Squeezing more performance out of a large, concatenated fact table


  1. Several years ago, I discovered that joining to a resident table in QlikView causes the resulting table to be ordered by the key field, in that field’s original load order. See screenshot below. This would be like if you executed an ORDER BY and had an option for ascending original load order as a sequence.
  2. I also discovered that, similar to indexing a table in a database, ordering a table by a field commonly used in calculations, filters, and dimensions can improve the general calculation performance of an application. I found this to be especially true when ordering a table containing a dimension that was referenced in an Aggr() function. In general, though, for large applications with various point-in-time analyses, trend graphs, and no problematic Aggr usage, the central date field is a great candidate.

Preview of data model after joining Customer to Sales fact table on CustomerKey:

Customer Sort

Recently I got around to doing some more testing involving both variables and codifying this in a subroutine so it would be easy to leverage more widely to improve application performance.

To the naked eye, the three tested scenarios have identical data models, anchored with a 39M-row concatenated fact table: the only difference is in how that fact table was sorted in the final application.

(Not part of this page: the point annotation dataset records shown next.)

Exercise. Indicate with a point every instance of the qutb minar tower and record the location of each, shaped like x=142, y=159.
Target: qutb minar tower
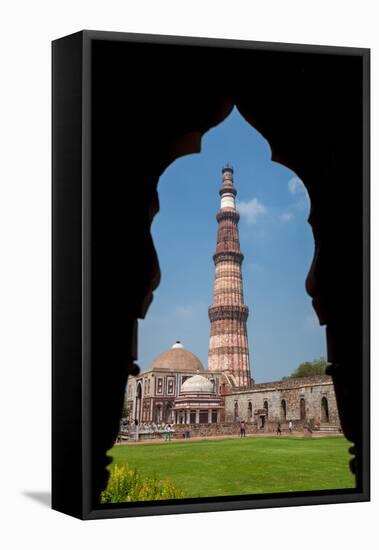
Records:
x=228, y=343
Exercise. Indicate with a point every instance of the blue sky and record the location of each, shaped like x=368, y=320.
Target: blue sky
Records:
x=276, y=240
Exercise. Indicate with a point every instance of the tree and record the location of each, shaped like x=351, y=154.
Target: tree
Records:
x=309, y=368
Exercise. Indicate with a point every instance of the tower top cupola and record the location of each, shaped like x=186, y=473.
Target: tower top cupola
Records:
x=227, y=190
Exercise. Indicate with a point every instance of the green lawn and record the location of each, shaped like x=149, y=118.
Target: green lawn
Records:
x=244, y=466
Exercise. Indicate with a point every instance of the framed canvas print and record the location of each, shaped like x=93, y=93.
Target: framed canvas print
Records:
x=210, y=275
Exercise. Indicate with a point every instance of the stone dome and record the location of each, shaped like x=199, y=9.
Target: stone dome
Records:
x=178, y=358
x=197, y=384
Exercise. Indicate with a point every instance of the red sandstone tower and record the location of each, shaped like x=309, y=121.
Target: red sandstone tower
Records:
x=228, y=345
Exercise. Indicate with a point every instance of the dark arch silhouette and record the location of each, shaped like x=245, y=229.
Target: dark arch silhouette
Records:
x=143, y=118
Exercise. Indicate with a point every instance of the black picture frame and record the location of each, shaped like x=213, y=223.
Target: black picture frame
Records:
x=88, y=124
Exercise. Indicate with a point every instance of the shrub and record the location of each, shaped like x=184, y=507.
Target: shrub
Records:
x=126, y=485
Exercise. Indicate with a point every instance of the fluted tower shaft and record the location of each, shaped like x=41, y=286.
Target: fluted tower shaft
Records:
x=228, y=343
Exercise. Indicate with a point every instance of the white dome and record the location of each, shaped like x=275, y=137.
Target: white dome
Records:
x=197, y=384
x=177, y=345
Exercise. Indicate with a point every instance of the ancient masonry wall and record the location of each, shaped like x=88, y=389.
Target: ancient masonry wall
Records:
x=317, y=394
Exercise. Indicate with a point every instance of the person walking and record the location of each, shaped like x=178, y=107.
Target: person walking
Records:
x=136, y=427
x=242, y=428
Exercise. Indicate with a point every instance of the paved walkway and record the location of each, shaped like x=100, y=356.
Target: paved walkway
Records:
x=295, y=435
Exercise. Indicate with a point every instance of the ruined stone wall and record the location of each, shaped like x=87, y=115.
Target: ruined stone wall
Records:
x=311, y=389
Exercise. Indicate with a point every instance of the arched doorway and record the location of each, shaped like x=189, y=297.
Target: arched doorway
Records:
x=302, y=409
x=250, y=411
x=265, y=406
x=324, y=410
x=283, y=410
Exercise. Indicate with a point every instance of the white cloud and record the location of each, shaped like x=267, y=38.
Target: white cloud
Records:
x=295, y=185
x=251, y=210
x=286, y=217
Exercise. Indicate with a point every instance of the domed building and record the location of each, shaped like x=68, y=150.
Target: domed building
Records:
x=198, y=401
x=151, y=395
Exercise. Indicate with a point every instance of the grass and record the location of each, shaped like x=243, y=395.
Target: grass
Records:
x=243, y=466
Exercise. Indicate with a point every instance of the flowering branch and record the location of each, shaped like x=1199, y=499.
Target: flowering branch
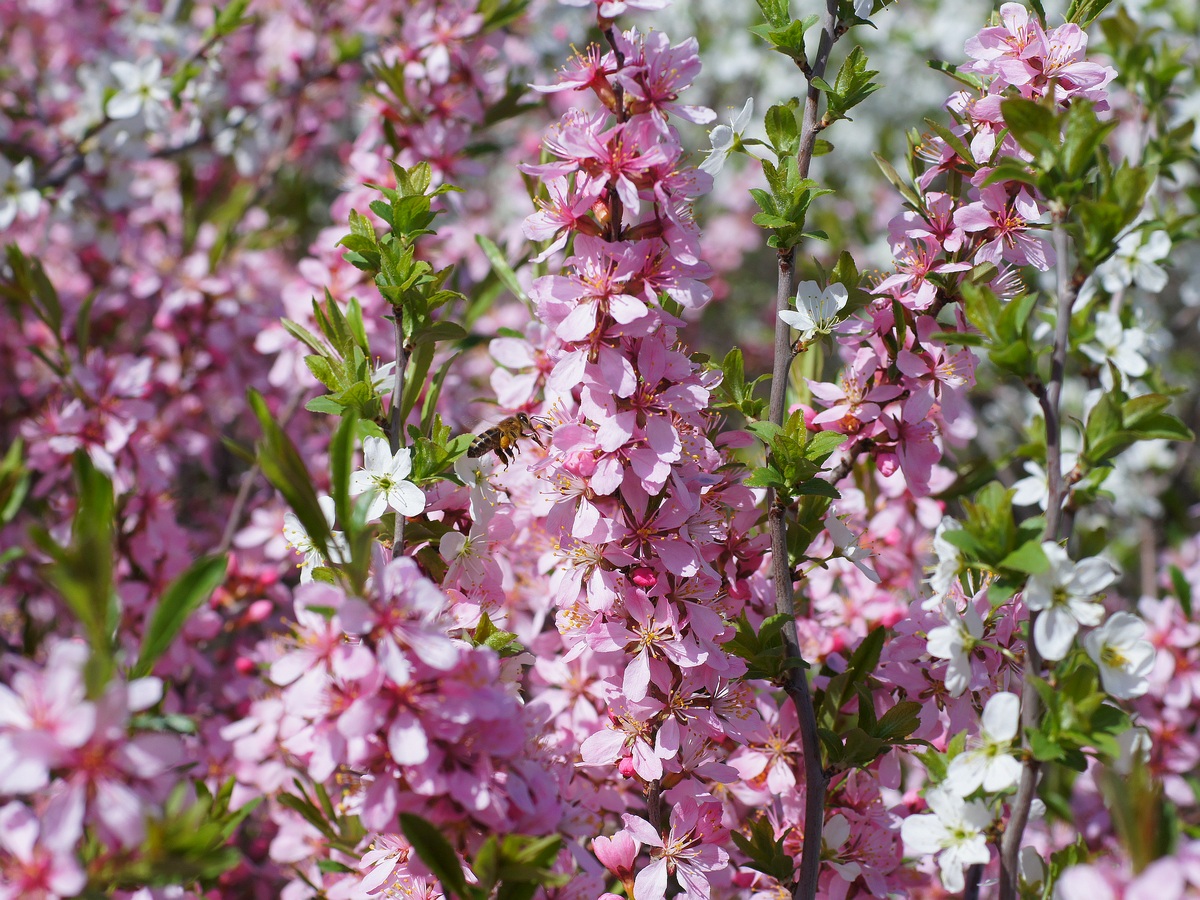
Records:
x=1050, y=401
x=797, y=684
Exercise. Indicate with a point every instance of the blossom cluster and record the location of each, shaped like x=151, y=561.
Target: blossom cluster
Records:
x=653, y=547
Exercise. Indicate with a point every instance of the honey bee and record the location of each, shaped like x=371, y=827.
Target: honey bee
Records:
x=503, y=438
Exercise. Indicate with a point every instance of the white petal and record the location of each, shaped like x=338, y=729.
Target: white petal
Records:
x=1054, y=633
x=1001, y=717
x=407, y=498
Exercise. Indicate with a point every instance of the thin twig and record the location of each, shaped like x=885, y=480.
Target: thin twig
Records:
x=796, y=683
x=247, y=483
x=1031, y=706
x=396, y=426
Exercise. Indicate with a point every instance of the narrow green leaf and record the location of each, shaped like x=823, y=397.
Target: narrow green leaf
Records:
x=181, y=598
x=437, y=853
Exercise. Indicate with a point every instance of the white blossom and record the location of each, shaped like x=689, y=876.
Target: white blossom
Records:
x=847, y=543
x=1135, y=744
x=816, y=310
x=1117, y=345
x=17, y=192
x=383, y=478
x=1033, y=490
x=949, y=564
x=1123, y=654
x=990, y=765
x=1065, y=594
x=954, y=829
x=954, y=642
x=142, y=89
x=724, y=138
x=1135, y=262
x=301, y=543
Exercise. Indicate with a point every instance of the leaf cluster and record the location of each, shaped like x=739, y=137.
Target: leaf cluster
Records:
x=857, y=739
x=187, y=845
x=1077, y=717
x=797, y=457
x=994, y=544
x=509, y=868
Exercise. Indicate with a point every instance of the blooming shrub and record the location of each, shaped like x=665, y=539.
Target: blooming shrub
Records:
x=892, y=598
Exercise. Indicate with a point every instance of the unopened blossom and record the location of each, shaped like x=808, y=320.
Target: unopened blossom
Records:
x=954, y=831
x=1137, y=262
x=725, y=137
x=990, y=765
x=1123, y=655
x=382, y=478
x=1035, y=487
x=954, y=642
x=949, y=564
x=141, y=89
x=18, y=197
x=1066, y=598
x=816, y=310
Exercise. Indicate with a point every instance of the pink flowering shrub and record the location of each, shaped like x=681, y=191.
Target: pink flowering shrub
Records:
x=906, y=628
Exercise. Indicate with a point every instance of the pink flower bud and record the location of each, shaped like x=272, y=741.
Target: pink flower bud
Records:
x=617, y=853
x=645, y=577
x=259, y=611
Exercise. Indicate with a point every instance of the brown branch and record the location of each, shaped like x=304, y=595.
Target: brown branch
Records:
x=796, y=683
x=1050, y=401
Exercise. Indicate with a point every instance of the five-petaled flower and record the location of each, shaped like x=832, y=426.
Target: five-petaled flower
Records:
x=383, y=478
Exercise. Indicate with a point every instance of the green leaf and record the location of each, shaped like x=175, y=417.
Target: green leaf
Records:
x=765, y=852
x=898, y=723
x=283, y=467
x=1029, y=558
x=437, y=853
x=1084, y=12
x=181, y=598
x=783, y=131
x=503, y=270
x=1182, y=589
x=83, y=571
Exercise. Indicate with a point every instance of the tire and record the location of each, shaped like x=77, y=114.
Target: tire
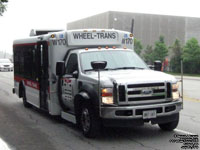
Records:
x=169, y=126
x=26, y=104
x=90, y=124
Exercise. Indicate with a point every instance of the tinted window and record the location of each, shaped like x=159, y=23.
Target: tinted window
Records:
x=72, y=64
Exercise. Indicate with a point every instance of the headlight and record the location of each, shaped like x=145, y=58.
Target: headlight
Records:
x=175, y=92
x=107, y=95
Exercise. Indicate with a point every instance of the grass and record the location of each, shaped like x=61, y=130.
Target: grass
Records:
x=184, y=74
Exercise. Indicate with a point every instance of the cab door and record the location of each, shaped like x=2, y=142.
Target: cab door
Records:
x=42, y=71
x=69, y=81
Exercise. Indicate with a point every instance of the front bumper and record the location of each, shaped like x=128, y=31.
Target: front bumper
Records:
x=136, y=112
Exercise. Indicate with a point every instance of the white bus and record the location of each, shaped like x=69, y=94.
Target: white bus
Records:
x=59, y=73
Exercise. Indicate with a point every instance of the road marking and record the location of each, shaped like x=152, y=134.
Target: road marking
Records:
x=4, y=145
x=185, y=132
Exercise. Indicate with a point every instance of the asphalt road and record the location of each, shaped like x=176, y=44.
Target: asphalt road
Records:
x=31, y=129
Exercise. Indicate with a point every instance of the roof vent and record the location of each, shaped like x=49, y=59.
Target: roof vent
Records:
x=41, y=32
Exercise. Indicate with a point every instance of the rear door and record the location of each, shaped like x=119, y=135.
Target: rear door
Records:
x=42, y=71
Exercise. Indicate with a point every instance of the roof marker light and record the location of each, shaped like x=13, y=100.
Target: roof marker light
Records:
x=53, y=36
x=114, y=47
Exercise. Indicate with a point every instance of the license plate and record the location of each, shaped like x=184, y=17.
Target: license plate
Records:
x=149, y=114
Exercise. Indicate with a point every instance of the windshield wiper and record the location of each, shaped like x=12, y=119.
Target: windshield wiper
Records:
x=128, y=68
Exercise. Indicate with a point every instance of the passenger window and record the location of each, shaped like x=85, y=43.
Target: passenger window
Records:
x=72, y=64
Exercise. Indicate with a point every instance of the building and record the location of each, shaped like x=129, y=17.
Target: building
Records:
x=146, y=27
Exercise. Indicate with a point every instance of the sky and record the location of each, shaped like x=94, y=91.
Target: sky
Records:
x=23, y=15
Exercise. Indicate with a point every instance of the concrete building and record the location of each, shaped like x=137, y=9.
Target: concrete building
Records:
x=146, y=27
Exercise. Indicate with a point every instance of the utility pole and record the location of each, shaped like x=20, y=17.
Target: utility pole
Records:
x=5, y=53
x=132, y=26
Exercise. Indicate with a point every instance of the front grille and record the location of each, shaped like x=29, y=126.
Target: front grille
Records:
x=144, y=92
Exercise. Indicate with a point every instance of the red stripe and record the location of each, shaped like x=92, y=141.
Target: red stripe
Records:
x=27, y=82
x=25, y=44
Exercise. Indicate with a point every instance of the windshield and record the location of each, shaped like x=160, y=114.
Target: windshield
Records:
x=115, y=59
x=5, y=61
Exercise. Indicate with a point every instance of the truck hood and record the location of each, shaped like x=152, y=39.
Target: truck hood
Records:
x=133, y=76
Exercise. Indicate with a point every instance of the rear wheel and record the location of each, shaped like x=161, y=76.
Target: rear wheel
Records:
x=90, y=124
x=169, y=126
x=26, y=104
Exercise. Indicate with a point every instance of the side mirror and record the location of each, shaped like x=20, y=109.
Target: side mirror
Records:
x=98, y=65
x=60, y=67
x=157, y=65
x=151, y=67
x=75, y=74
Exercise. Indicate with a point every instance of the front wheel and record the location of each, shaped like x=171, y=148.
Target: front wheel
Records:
x=90, y=123
x=169, y=126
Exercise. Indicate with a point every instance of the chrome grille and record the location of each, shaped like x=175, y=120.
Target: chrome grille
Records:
x=144, y=93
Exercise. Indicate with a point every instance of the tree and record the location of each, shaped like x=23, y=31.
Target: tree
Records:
x=191, y=56
x=160, y=50
x=137, y=46
x=2, y=6
x=175, y=62
x=148, y=55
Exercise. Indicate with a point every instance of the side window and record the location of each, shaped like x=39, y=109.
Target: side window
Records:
x=72, y=64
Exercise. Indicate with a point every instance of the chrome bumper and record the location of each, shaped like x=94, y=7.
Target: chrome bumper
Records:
x=136, y=112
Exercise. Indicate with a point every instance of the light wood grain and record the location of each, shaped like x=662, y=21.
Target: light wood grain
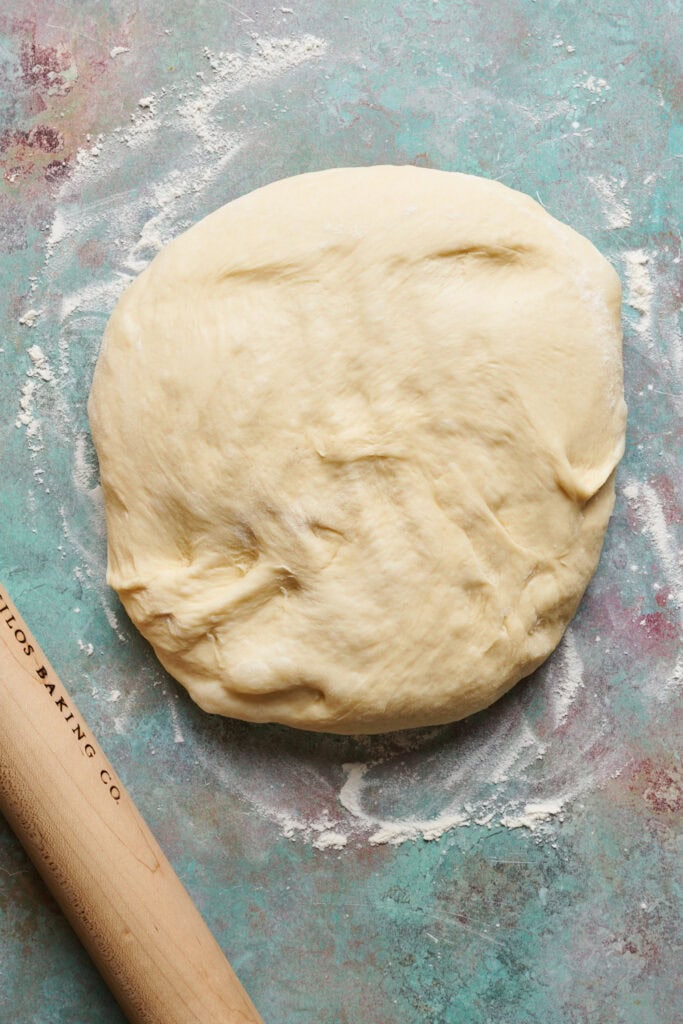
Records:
x=86, y=838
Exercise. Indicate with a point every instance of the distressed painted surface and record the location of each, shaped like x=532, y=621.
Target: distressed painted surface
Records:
x=120, y=124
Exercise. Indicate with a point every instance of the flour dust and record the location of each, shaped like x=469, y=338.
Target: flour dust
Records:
x=515, y=766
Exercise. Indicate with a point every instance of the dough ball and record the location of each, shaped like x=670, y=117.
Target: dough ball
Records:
x=357, y=433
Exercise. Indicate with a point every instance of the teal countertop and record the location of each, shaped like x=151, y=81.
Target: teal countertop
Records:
x=523, y=866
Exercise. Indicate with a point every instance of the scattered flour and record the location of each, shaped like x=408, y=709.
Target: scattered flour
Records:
x=512, y=769
x=644, y=501
x=640, y=287
x=594, y=84
x=614, y=207
x=38, y=374
x=30, y=317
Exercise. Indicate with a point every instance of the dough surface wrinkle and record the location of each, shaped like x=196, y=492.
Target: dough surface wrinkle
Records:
x=357, y=433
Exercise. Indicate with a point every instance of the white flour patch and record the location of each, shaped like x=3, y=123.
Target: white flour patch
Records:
x=594, y=84
x=644, y=501
x=614, y=207
x=569, y=678
x=508, y=767
x=38, y=375
x=130, y=193
x=31, y=317
x=514, y=766
x=640, y=287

  • “Field Grouping” is grouping like field values together, as would result from a join, not necessarily in a natural sequence for analysis. See #1 from above. The first scenario is what I believe the default would be if you simply built a concatenated fact table with no consideration given to table sorting at all. The second scenario is left joining the distinct Date values back to the fact table in order to group all rows for the same Date together in the final application.
  • “Field Ordering” is the result of doing a true ORDER BY at the end of the reload. See #2 above. In the third scenario, the like Date values are not just grouped together but are also in sequential numeric order. I thought this may have made a difference because it would make all of the days in the same month, year, etc. adjacent in the application’s final data model.
Field Grouping:
Row Type
Field Grouping:
Field Ordering:
Size on disk (compressed) 267MB 263MB 282MB
Size in RAM 2,473MB 2,474MB 2,474MB
Initial page calc time (avg) 5.9s 3.9s 3.9s
Peak RAM consumption during subroutine - 3,738MB 4,645MB
Subroutine run time - 29s 2m40s

As you can see, in my test, applying logic to the fact table to group like Date values together improved performance by a full third, lowering calculation time from 5.9 to 3.9 seconds. Not bad for so little additional work and reload time.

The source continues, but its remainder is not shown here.